= Faris al-Din Aktay =

Faris al-Din Aktay al-Jamdar (فارس الدين أقطاى الجمدار) (d. 1254, Cairo) was a Turkic-Kipchak Emir (prince) and the leader of the Mamluks of the Bahri dynasty.

==Biography==
When the Ayyubid Sultan as-Salih Ayyub died Aktay was sent to Hasankeyf to recall Turanshah, the son and heir of the dead sultan, to Egypt. During the Battle of al-Mansurah he was one of the Mamluk commanders who defeated the Frankish forces led by the French king Louis IX.

Aktay was one of the Mamluks who collaborated in the murdering of Turanshah after the battle of al-Mansurah.

During the era of Sultan Aybak, he led the Egyptian forces that defeated the army of the Ayyubid ruler of Syria an-Nasir Yusuf at Gaza in October 1250 and, as a general, he played a crucial role in the final defeat of an-Nasir Yusuf in the Battle of al-Kura.

In 1251 he conquered parts of Syria and in 1252 the port city of Alexandria in northern Egypt became his own domain. He was known for his devotion to Islam and harsh treatment towards the Christian minority.

In 1252, together with Faris al-Din Aktay al-Musta'rib, he suppressed a major rebellion led by al-Sharif Hisn al-Din Tha'lab in Middle and Upper Egypt.

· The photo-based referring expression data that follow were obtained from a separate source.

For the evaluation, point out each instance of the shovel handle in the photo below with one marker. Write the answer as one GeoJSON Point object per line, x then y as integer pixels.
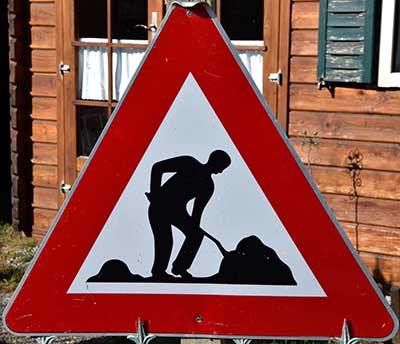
{"type": "Point", "coordinates": [219, 245]}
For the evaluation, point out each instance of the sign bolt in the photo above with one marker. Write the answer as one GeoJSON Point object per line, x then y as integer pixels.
{"type": "Point", "coordinates": [199, 319]}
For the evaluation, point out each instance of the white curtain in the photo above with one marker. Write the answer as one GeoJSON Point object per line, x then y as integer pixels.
{"type": "Point", "coordinates": [253, 61]}
{"type": "Point", "coordinates": [125, 63]}
{"type": "Point", "coordinates": [93, 75]}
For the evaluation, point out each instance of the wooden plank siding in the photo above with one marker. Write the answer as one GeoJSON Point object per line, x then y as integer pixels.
{"type": "Point", "coordinates": [324, 126]}
{"type": "Point", "coordinates": [44, 114]}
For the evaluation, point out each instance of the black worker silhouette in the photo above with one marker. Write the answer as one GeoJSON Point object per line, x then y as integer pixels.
{"type": "Point", "coordinates": [168, 206]}
{"type": "Point", "coordinates": [252, 262]}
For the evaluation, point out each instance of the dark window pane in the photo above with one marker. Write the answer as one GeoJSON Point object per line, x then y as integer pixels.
{"type": "Point", "coordinates": [91, 18]}
{"type": "Point", "coordinates": [90, 123]}
{"type": "Point", "coordinates": [126, 14]}
{"type": "Point", "coordinates": [243, 20]}
{"type": "Point", "coordinates": [396, 39]}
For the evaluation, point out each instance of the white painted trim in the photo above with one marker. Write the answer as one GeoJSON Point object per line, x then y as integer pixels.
{"type": "Point", "coordinates": [385, 76]}
{"type": "Point", "coordinates": [248, 43]}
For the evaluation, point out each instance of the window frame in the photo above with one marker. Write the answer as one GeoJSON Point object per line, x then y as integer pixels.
{"type": "Point", "coordinates": [387, 78]}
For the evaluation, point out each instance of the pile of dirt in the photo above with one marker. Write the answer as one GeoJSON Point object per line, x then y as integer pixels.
{"type": "Point", "coordinates": [251, 262]}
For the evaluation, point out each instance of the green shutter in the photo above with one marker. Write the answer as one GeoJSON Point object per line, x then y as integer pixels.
{"type": "Point", "coordinates": [346, 41]}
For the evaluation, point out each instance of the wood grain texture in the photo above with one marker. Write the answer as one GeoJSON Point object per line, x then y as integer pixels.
{"type": "Point", "coordinates": [308, 97]}
{"type": "Point", "coordinates": [44, 175]}
{"type": "Point", "coordinates": [379, 212]}
{"type": "Point", "coordinates": [375, 156]}
{"type": "Point", "coordinates": [43, 14]}
{"type": "Point", "coordinates": [305, 15]}
{"type": "Point", "coordinates": [80, 162]}
{"type": "Point", "coordinates": [44, 61]}
{"type": "Point", "coordinates": [381, 240]}
{"type": "Point", "coordinates": [44, 85]}
{"type": "Point", "coordinates": [384, 269]}
{"type": "Point", "coordinates": [346, 126]}
{"type": "Point", "coordinates": [303, 70]}
{"type": "Point", "coordinates": [342, 206]}
{"type": "Point", "coordinates": [384, 185]}
{"type": "Point", "coordinates": [44, 153]}
{"type": "Point", "coordinates": [43, 37]}
{"type": "Point", "coordinates": [44, 131]}
{"type": "Point", "coordinates": [46, 198]}
{"type": "Point", "coordinates": [43, 218]}
{"type": "Point", "coordinates": [304, 43]}
{"type": "Point", "coordinates": [350, 230]}
{"type": "Point", "coordinates": [44, 108]}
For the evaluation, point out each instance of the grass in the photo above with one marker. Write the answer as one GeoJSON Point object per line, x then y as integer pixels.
{"type": "Point", "coordinates": [16, 252]}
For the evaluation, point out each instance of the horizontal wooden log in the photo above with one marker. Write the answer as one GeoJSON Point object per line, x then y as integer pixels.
{"type": "Point", "coordinates": [346, 19]}
{"type": "Point", "coordinates": [44, 85]}
{"type": "Point", "coordinates": [17, 140]}
{"type": "Point", "coordinates": [46, 198]}
{"type": "Point", "coordinates": [383, 269]}
{"type": "Point", "coordinates": [346, 126]}
{"type": "Point", "coordinates": [43, 218]}
{"type": "Point", "coordinates": [375, 156]}
{"type": "Point", "coordinates": [80, 162]}
{"type": "Point", "coordinates": [303, 70]}
{"type": "Point", "coordinates": [304, 43]}
{"type": "Point", "coordinates": [20, 186]}
{"type": "Point", "coordinates": [18, 96]}
{"type": "Point", "coordinates": [350, 231]}
{"type": "Point", "coordinates": [43, 37]}
{"type": "Point", "coordinates": [379, 212]}
{"type": "Point", "coordinates": [374, 184]}
{"type": "Point", "coordinates": [44, 61]}
{"type": "Point", "coordinates": [44, 175]}
{"type": "Point", "coordinates": [380, 240]}
{"type": "Point", "coordinates": [44, 131]}
{"type": "Point", "coordinates": [18, 118]}
{"type": "Point", "coordinates": [308, 97]}
{"type": "Point", "coordinates": [305, 15]}
{"type": "Point", "coordinates": [44, 108]}
{"type": "Point", "coordinates": [44, 153]}
{"type": "Point", "coordinates": [20, 164]}
{"type": "Point", "coordinates": [17, 73]}
{"type": "Point", "coordinates": [43, 14]}
{"type": "Point", "coordinates": [17, 50]}
{"type": "Point", "coordinates": [342, 206]}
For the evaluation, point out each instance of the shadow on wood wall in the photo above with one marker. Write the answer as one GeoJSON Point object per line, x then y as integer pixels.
{"type": "Point", "coordinates": [5, 141]}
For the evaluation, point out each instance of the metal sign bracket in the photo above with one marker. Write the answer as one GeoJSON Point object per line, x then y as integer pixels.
{"type": "Point", "coordinates": [45, 340]}
{"type": "Point", "coordinates": [141, 337]}
{"type": "Point", "coordinates": [346, 338]}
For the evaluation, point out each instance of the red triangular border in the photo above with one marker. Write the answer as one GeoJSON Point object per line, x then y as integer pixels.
{"type": "Point", "coordinates": [194, 44]}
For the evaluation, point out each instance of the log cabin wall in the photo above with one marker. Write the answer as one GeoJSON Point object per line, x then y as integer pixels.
{"type": "Point", "coordinates": [326, 127]}
{"type": "Point", "coordinates": [44, 114]}
{"type": "Point", "coordinates": [20, 108]}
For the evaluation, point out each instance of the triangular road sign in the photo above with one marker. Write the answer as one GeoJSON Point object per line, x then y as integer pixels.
{"type": "Point", "coordinates": [271, 262]}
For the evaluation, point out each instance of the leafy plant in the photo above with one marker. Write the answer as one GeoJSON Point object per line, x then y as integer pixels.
{"type": "Point", "coordinates": [16, 252]}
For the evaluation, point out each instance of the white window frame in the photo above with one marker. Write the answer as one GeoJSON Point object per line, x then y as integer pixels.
{"type": "Point", "coordinates": [387, 78]}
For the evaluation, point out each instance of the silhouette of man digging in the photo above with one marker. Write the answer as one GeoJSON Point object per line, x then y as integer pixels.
{"type": "Point", "coordinates": [168, 203]}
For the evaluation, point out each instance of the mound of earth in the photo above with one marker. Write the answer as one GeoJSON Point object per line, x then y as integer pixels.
{"type": "Point", "coordinates": [251, 262]}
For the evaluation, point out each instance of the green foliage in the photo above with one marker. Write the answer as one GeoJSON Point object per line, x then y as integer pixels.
{"type": "Point", "coordinates": [16, 252]}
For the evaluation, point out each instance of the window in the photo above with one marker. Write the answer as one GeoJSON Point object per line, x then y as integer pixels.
{"type": "Point", "coordinates": [243, 22]}
{"type": "Point", "coordinates": [110, 41]}
{"type": "Point", "coordinates": [389, 50]}
{"type": "Point", "coordinates": [346, 41]}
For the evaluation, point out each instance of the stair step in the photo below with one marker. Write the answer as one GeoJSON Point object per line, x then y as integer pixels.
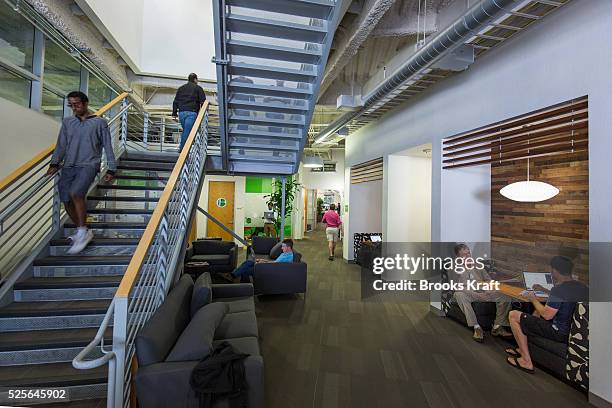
{"type": "Point", "coordinates": [51, 375]}
{"type": "Point", "coordinates": [241, 102]}
{"type": "Point", "coordinates": [122, 198]}
{"type": "Point", "coordinates": [59, 308]}
{"type": "Point", "coordinates": [273, 52]}
{"type": "Point", "coordinates": [100, 242]}
{"type": "Point", "coordinates": [119, 211]}
{"type": "Point", "coordinates": [259, 121]}
{"type": "Point", "coordinates": [69, 282]}
{"type": "Point", "coordinates": [306, 8]}
{"type": "Point", "coordinates": [110, 225]}
{"type": "Point", "coordinates": [271, 72]}
{"type": "Point", "coordinates": [274, 28]}
{"type": "Point", "coordinates": [233, 131]}
{"type": "Point", "coordinates": [266, 146]}
{"type": "Point", "coordinates": [140, 178]}
{"type": "Point", "coordinates": [143, 166]}
{"type": "Point", "coordinates": [124, 187]}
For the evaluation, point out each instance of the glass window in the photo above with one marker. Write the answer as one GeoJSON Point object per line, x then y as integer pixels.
{"type": "Point", "coordinates": [61, 70]}
{"type": "Point", "coordinates": [16, 37]}
{"type": "Point", "coordinates": [98, 93]}
{"type": "Point", "coordinates": [14, 88]}
{"type": "Point", "coordinates": [53, 105]}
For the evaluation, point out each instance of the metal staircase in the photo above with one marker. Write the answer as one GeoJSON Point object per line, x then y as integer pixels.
{"type": "Point", "coordinates": [270, 57]}
{"type": "Point", "coordinates": [57, 311]}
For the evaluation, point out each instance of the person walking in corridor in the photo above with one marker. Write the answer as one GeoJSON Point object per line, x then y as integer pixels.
{"type": "Point", "coordinates": [78, 154]}
{"type": "Point", "coordinates": [187, 103]}
{"type": "Point", "coordinates": [332, 219]}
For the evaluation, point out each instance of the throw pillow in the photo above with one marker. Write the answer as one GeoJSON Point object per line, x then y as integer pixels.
{"type": "Point", "coordinates": [196, 340]}
{"type": "Point", "coordinates": [202, 293]}
{"type": "Point", "coordinates": [276, 250]}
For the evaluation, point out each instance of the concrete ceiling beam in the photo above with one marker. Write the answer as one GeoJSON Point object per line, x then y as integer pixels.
{"type": "Point", "coordinates": [373, 11]}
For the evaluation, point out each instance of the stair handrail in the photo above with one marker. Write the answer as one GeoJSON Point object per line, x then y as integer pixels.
{"type": "Point", "coordinates": [25, 212]}
{"type": "Point", "coordinates": [168, 225]}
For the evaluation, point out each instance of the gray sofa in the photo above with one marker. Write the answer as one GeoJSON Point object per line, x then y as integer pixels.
{"type": "Point", "coordinates": [192, 320]}
{"type": "Point", "coordinates": [277, 278]}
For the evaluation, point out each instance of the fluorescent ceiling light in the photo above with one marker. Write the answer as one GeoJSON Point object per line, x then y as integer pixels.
{"type": "Point", "coordinates": [313, 161]}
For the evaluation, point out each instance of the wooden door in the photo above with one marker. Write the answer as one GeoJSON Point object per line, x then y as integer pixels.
{"type": "Point", "coordinates": [221, 206]}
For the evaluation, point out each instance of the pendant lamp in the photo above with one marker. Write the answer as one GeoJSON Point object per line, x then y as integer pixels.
{"type": "Point", "coordinates": [529, 191]}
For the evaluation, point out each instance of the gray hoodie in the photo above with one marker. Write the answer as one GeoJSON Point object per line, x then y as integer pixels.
{"type": "Point", "coordinates": [80, 144]}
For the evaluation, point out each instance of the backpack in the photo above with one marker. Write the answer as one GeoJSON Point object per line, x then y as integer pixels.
{"type": "Point", "coordinates": [220, 375]}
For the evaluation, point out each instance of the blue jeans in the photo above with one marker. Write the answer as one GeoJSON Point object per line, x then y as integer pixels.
{"type": "Point", "coordinates": [247, 268]}
{"type": "Point", "coordinates": [187, 120]}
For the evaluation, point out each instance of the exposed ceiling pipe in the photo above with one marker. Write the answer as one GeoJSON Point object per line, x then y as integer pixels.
{"type": "Point", "coordinates": [455, 35]}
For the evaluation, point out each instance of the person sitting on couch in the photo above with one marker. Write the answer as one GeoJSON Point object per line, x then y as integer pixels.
{"type": "Point", "coordinates": [465, 298]}
{"type": "Point", "coordinates": [552, 320]}
{"type": "Point", "coordinates": [247, 268]}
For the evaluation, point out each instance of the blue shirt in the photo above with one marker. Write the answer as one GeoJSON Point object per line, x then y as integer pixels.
{"type": "Point", "coordinates": [285, 257]}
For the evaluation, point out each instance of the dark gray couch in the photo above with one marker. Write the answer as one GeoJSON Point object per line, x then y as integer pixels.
{"type": "Point", "coordinates": [277, 278]}
{"type": "Point", "coordinates": [222, 256]}
{"type": "Point", "coordinates": [191, 321]}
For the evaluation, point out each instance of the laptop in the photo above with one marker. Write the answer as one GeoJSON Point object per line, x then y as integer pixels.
{"type": "Point", "coordinates": [542, 279]}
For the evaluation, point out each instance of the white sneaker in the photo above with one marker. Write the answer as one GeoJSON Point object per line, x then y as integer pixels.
{"type": "Point", "coordinates": [80, 242]}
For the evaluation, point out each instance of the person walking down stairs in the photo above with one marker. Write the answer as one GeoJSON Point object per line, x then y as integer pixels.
{"type": "Point", "coordinates": [78, 154]}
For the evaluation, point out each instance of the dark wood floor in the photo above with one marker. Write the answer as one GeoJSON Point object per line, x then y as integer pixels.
{"type": "Point", "coordinates": [330, 349]}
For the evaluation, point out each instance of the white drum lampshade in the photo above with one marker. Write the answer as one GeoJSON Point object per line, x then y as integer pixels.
{"type": "Point", "coordinates": [529, 191]}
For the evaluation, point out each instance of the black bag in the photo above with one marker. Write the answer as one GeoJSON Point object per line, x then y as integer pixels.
{"type": "Point", "coordinates": [220, 375]}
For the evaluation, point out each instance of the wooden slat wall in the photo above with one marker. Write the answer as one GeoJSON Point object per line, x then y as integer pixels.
{"type": "Point", "coordinates": [524, 236]}
{"type": "Point", "coordinates": [555, 130]}
{"type": "Point", "coordinates": [368, 171]}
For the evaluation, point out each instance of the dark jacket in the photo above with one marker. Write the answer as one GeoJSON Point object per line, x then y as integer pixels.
{"type": "Point", "coordinates": [189, 97]}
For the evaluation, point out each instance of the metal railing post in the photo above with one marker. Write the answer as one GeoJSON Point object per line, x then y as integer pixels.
{"type": "Point", "coordinates": [120, 330]}
{"type": "Point", "coordinates": [56, 204]}
{"type": "Point", "coordinates": [124, 123]}
{"type": "Point", "coordinates": [145, 129]}
{"type": "Point", "coordinates": [282, 232]}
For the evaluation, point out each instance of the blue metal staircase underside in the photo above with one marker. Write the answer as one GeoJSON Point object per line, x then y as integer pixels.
{"type": "Point", "coordinates": [270, 57]}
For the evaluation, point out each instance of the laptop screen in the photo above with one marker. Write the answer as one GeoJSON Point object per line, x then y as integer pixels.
{"type": "Point", "coordinates": [543, 279]}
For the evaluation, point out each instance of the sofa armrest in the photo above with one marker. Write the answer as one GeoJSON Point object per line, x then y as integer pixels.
{"type": "Point", "coordinates": [232, 290]}
{"type": "Point", "coordinates": [280, 278]}
{"type": "Point", "coordinates": [167, 384]}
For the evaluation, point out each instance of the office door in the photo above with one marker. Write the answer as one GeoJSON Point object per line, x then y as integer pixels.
{"type": "Point", "coordinates": [221, 206]}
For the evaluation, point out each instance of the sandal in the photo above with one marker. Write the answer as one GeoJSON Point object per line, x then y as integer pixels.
{"type": "Point", "coordinates": [516, 364]}
{"type": "Point", "coordinates": [513, 352]}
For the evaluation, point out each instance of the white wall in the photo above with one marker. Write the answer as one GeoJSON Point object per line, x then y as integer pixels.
{"type": "Point", "coordinates": [563, 57]}
{"type": "Point", "coordinates": [407, 199]}
{"type": "Point", "coordinates": [25, 133]}
{"type": "Point", "coordinates": [326, 181]}
{"type": "Point", "coordinates": [158, 37]}
{"type": "Point", "coordinates": [178, 38]}
{"type": "Point", "coordinates": [239, 200]}
{"type": "Point", "coordinates": [121, 22]}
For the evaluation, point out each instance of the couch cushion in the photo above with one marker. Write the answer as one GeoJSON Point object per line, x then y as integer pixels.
{"type": "Point", "coordinates": [276, 250]}
{"type": "Point", "coordinates": [263, 245]}
{"type": "Point", "coordinates": [242, 324]}
{"type": "Point", "coordinates": [214, 259]}
{"type": "Point", "coordinates": [202, 293]}
{"type": "Point", "coordinates": [156, 338]}
{"type": "Point", "coordinates": [196, 340]}
{"type": "Point", "coordinates": [248, 345]}
{"type": "Point", "coordinates": [554, 347]}
{"type": "Point", "coordinates": [238, 304]}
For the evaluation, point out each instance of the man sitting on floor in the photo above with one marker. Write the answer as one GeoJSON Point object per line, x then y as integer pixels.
{"type": "Point", "coordinates": [465, 298]}
{"type": "Point", "coordinates": [552, 320]}
{"type": "Point", "coordinates": [247, 268]}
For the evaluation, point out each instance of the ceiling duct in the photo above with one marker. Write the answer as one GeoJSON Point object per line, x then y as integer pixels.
{"type": "Point", "coordinates": [441, 45]}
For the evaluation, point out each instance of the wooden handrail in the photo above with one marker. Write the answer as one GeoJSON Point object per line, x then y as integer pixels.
{"type": "Point", "coordinates": [129, 278]}
{"type": "Point", "coordinates": [24, 168]}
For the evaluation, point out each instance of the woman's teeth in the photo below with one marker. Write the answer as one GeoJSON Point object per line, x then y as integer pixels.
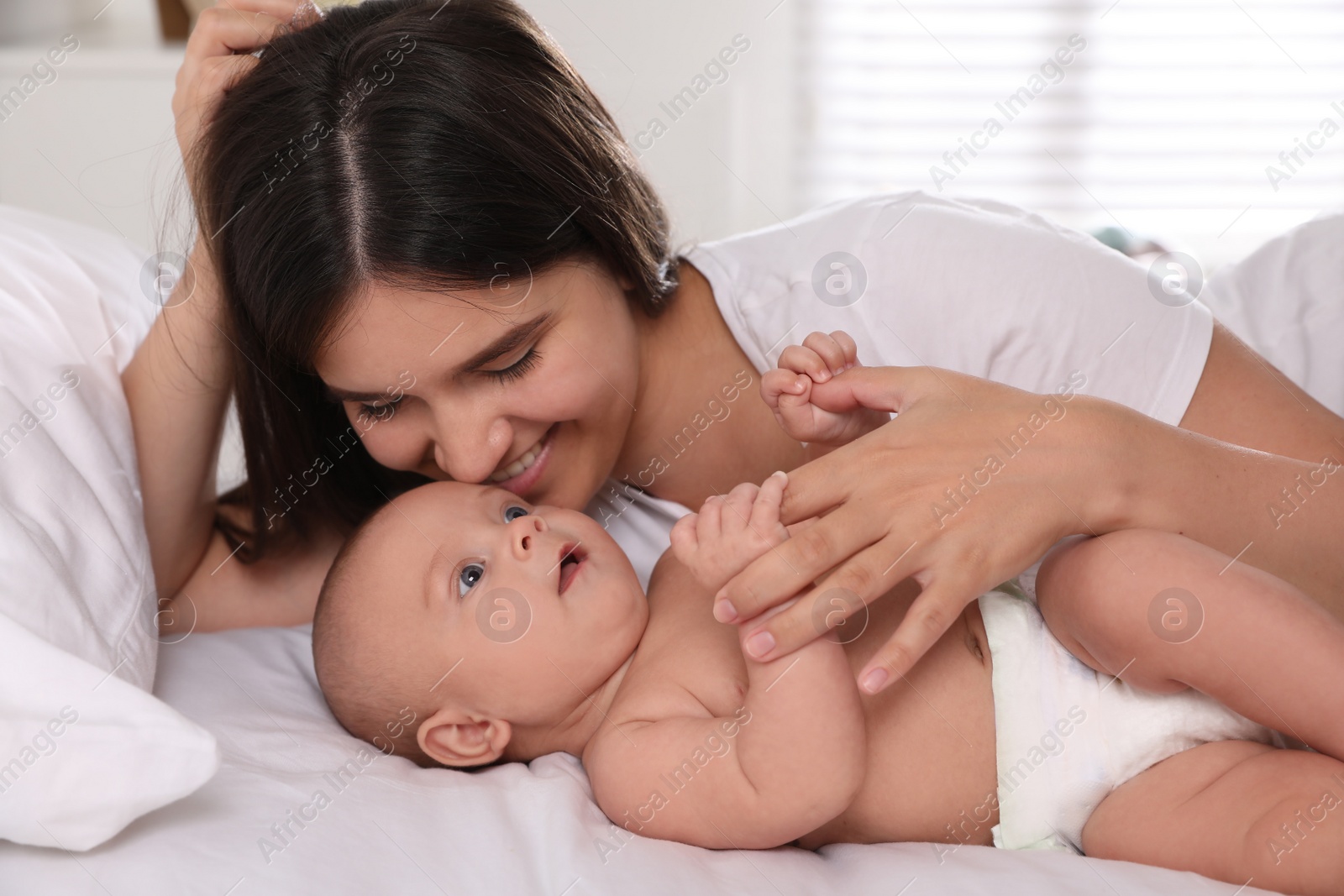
{"type": "Point", "coordinates": [519, 465]}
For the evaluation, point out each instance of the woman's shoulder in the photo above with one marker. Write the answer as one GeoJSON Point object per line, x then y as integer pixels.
{"type": "Point", "coordinates": [972, 285]}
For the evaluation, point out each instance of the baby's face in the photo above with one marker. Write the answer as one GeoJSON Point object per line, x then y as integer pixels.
{"type": "Point", "coordinates": [528, 609]}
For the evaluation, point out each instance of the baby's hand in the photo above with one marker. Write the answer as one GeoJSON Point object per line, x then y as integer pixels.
{"type": "Point", "coordinates": [730, 532]}
{"type": "Point", "coordinates": [788, 391]}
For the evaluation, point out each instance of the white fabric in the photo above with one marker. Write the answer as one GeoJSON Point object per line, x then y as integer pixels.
{"type": "Point", "coordinates": [1287, 301]}
{"type": "Point", "coordinates": [967, 285]}
{"type": "Point", "coordinates": [640, 523]}
{"type": "Point", "coordinates": [1066, 735]}
{"type": "Point", "coordinates": [84, 748]}
{"type": "Point", "coordinates": [394, 828]}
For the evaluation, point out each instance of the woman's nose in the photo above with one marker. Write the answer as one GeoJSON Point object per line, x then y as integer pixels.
{"type": "Point", "coordinates": [470, 456]}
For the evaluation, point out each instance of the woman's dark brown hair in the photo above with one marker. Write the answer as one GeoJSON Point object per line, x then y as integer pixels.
{"type": "Point", "coordinates": [429, 145]}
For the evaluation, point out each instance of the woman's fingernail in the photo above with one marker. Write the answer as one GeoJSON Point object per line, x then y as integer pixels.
{"type": "Point", "coordinates": [759, 644]}
{"type": "Point", "coordinates": [874, 680]}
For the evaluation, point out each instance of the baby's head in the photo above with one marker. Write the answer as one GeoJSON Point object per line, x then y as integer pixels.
{"type": "Point", "coordinates": [461, 625]}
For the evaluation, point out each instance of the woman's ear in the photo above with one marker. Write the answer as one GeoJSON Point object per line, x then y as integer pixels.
{"type": "Point", "coordinates": [460, 741]}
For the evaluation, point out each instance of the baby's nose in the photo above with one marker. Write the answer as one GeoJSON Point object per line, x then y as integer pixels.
{"type": "Point", "coordinates": [522, 531]}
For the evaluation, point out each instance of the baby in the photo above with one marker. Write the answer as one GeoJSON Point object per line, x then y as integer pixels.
{"type": "Point", "coordinates": [463, 626]}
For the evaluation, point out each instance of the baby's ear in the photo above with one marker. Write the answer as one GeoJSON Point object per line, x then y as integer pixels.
{"type": "Point", "coordinates": [457, 739]}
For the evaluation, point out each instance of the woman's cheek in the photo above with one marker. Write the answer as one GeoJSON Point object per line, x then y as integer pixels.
{"type": "Point", "coordinates": [393, 449]}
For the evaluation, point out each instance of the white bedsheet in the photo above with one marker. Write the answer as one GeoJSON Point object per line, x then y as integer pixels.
{"type": "Point", "coordinates": [400, 829]}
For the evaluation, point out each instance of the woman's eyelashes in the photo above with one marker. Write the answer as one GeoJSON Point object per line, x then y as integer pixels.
{"type": "Point", "coordinates": [380, 412]}
{"type": "Point", "coordinates": [517, 369]}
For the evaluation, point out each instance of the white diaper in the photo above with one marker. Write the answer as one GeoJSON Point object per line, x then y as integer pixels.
{"type": "Point", "coordinates": [1068, 735]}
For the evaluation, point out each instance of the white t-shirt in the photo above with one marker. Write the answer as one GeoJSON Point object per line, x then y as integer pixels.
{"type": "Point", "coordinates": [974, 286]}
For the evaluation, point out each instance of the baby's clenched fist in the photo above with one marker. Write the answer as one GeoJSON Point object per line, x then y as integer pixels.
{"type": "Point", "coordinates": [790, 392]}
{"type": "Point", "coordinates": [730, 531]}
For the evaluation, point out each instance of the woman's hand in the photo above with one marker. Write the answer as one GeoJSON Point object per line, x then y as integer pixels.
{"type": "Point", "coordinates": [218, 54]}
{"type": "Point", "coordinates": [968, 486]}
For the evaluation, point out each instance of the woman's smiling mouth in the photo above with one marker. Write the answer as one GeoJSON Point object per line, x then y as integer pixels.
{"type": "Point", "coordinates": [523, 473]}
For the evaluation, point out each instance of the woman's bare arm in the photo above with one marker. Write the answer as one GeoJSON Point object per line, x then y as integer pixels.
{"type": "Point", "coordinates": [1263, 485]}
{"type": "Point", "coordinates": [178, 391]}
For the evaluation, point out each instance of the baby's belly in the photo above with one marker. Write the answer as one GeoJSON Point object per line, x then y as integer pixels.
{"type": "Point", "coordinates": [932, 772]}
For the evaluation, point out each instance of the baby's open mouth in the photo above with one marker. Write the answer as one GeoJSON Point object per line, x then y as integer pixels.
{"type": "Point", "coordinates": [571, 559]}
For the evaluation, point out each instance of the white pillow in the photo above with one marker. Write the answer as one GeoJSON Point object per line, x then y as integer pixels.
{"type": "Point", "coordinates": [84, 747]}
{"type": "Point", "coordinates": [1284, 300]}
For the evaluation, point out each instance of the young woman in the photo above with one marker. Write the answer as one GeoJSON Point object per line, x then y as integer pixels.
{"type": "Point", "coordinates": [428, 253]}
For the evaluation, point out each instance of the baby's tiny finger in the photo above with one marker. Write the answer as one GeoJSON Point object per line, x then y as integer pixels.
{"type": "Point", "coordinates": [804, 360]}
{"type": "Point", "coordinates": [830, 351]}
{"type": "Point", "coordinates": [738, 506]}
{"type": "Point", "coordinates": [847, 347]}
{"type": "Point", "coordinates": [709, 527]}
{"type": "Point", "coordinates": [683, 537]}
{"type": "Point", "coordinates": [765, 512]}
{"type": "Point", "coordinates": [776, 383]}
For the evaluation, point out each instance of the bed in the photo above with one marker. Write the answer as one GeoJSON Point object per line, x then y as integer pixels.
{"type": "Point", "coordinates": [300, 806]}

Feeling that Aktay and his Mamluks were defying his authority and almost installed a state within his state, Aybak decided to kill him. In a conspiracy involving Aybak, Qutuz and some other Mamluks, Aktay was murdered in the sultan's fort and his Mamluks, including his friend Baybars al-Bunduqdari, fled to Syria and al-Karak.